Vance’s mention of memory makes a certain amount of sense. Her humble paintings (usually no bigger than 50 cm on a side, and all untitled) register primarily with floating, wispy forms, dipping and dancing into corners, on top of and through floating planes of browns, ochres, and other warm hues. If the still life as a collection of objects is present at all, it is only out of a preknowledge of Vance’s method or through an intellectual leap on the part of the viewer. Vance reserves her memory as the backdrop and originating force of her paintings, but for a viewer, that memory is not of the still life itself but of the historical styles of still life paintings.

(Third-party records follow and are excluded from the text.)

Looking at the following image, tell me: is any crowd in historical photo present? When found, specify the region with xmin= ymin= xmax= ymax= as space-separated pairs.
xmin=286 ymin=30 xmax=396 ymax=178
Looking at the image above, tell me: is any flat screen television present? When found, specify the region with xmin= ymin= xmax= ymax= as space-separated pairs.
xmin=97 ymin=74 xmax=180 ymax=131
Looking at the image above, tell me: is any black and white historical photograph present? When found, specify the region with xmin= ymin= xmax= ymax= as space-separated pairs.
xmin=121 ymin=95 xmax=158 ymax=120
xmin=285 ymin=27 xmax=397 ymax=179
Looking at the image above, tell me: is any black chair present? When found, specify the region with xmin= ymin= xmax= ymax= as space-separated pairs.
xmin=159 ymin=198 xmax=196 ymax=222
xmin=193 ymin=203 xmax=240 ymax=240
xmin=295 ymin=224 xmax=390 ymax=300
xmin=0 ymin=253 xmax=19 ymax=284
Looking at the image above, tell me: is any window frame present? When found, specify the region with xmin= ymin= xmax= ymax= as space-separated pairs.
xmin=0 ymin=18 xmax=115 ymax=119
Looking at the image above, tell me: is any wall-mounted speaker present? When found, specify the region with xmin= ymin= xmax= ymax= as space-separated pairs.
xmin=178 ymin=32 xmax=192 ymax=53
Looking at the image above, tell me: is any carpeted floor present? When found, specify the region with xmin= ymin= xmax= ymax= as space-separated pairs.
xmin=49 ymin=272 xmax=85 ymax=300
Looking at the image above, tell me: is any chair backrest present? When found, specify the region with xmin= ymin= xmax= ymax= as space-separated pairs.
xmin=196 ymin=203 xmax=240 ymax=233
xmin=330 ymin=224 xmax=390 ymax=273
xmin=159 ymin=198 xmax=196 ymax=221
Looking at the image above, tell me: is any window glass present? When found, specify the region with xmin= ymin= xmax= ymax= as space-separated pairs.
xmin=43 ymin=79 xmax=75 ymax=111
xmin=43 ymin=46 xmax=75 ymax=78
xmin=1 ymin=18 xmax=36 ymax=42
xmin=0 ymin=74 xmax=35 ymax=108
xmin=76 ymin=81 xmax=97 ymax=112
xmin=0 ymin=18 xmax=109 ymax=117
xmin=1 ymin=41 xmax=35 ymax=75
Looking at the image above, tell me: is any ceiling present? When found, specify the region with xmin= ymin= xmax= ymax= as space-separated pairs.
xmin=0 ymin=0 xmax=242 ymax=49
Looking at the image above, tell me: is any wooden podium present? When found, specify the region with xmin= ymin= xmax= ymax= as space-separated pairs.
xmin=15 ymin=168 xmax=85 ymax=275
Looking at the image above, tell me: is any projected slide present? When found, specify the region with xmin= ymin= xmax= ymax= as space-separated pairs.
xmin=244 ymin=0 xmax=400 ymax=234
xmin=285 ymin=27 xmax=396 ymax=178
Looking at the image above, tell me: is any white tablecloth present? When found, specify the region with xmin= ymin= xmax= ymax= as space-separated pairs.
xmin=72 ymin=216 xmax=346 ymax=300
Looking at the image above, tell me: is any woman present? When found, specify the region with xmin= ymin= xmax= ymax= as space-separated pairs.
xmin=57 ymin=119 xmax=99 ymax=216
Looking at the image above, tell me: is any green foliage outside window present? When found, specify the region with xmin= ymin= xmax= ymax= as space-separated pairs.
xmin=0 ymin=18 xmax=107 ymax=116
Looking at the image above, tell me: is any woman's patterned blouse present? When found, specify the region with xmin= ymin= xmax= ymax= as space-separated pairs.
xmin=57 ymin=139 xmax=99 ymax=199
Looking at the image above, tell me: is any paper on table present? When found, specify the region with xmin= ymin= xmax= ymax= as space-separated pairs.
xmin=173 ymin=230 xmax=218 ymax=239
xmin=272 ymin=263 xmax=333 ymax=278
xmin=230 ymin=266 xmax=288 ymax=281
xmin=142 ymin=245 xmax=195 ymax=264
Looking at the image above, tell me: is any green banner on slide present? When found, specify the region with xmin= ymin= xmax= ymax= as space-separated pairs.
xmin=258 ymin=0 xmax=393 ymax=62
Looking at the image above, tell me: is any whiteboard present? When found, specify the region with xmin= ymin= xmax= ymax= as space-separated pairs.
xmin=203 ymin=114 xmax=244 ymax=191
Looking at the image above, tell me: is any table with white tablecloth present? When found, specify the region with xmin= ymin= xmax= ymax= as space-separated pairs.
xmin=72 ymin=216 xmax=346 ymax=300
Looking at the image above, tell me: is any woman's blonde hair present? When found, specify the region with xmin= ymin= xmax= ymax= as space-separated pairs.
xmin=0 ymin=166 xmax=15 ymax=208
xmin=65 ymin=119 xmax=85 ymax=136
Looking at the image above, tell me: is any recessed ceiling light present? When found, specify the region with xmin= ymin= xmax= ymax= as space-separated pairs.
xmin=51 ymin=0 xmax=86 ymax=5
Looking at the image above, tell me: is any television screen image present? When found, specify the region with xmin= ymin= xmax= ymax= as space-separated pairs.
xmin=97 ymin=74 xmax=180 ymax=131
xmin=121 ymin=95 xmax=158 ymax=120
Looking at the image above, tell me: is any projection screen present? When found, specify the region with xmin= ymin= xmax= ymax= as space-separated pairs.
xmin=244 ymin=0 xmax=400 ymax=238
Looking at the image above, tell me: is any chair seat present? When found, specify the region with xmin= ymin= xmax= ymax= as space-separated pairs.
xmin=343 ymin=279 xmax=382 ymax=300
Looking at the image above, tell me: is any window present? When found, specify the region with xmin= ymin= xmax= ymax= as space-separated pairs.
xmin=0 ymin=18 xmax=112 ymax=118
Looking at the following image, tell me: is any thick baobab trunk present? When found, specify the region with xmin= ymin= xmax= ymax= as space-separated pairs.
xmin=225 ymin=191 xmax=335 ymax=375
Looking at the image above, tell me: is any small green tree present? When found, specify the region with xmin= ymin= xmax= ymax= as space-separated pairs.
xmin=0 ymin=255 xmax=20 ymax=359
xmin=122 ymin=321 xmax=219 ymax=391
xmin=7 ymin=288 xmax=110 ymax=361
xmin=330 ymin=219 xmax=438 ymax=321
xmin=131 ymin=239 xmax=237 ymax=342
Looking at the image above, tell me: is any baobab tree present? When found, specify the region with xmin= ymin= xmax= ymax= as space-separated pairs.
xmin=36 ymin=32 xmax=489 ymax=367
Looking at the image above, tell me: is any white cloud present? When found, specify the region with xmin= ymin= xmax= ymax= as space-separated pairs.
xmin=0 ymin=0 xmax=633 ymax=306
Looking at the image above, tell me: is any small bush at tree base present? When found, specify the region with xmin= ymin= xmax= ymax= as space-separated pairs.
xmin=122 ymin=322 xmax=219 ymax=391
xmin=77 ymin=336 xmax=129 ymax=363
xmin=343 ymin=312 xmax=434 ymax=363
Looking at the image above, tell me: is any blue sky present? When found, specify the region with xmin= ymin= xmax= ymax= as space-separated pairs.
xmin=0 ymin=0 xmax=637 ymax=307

Vance’s paintings have about as much of an ‘actual’ relationship to objects as one would find in Joan Miró or in surrealists like Yves Tanguy. The flavour one gets of historical still life painting instead comes across not through the objects but through the feel of the canvases, their antique warm emanations, their old-fashioned colours. Vance has an ability to conjure an old style painting without invoking its particulars. The paintings may remind one of Francisco de Zurbarán, but they contain none of his specific history other than an aftertaste, a bit of his light, a sense of his space. Each canvas creates an opportunity for historical way-finding that may be likened to how one might pick out different spices and fruits inside the taste of wine.”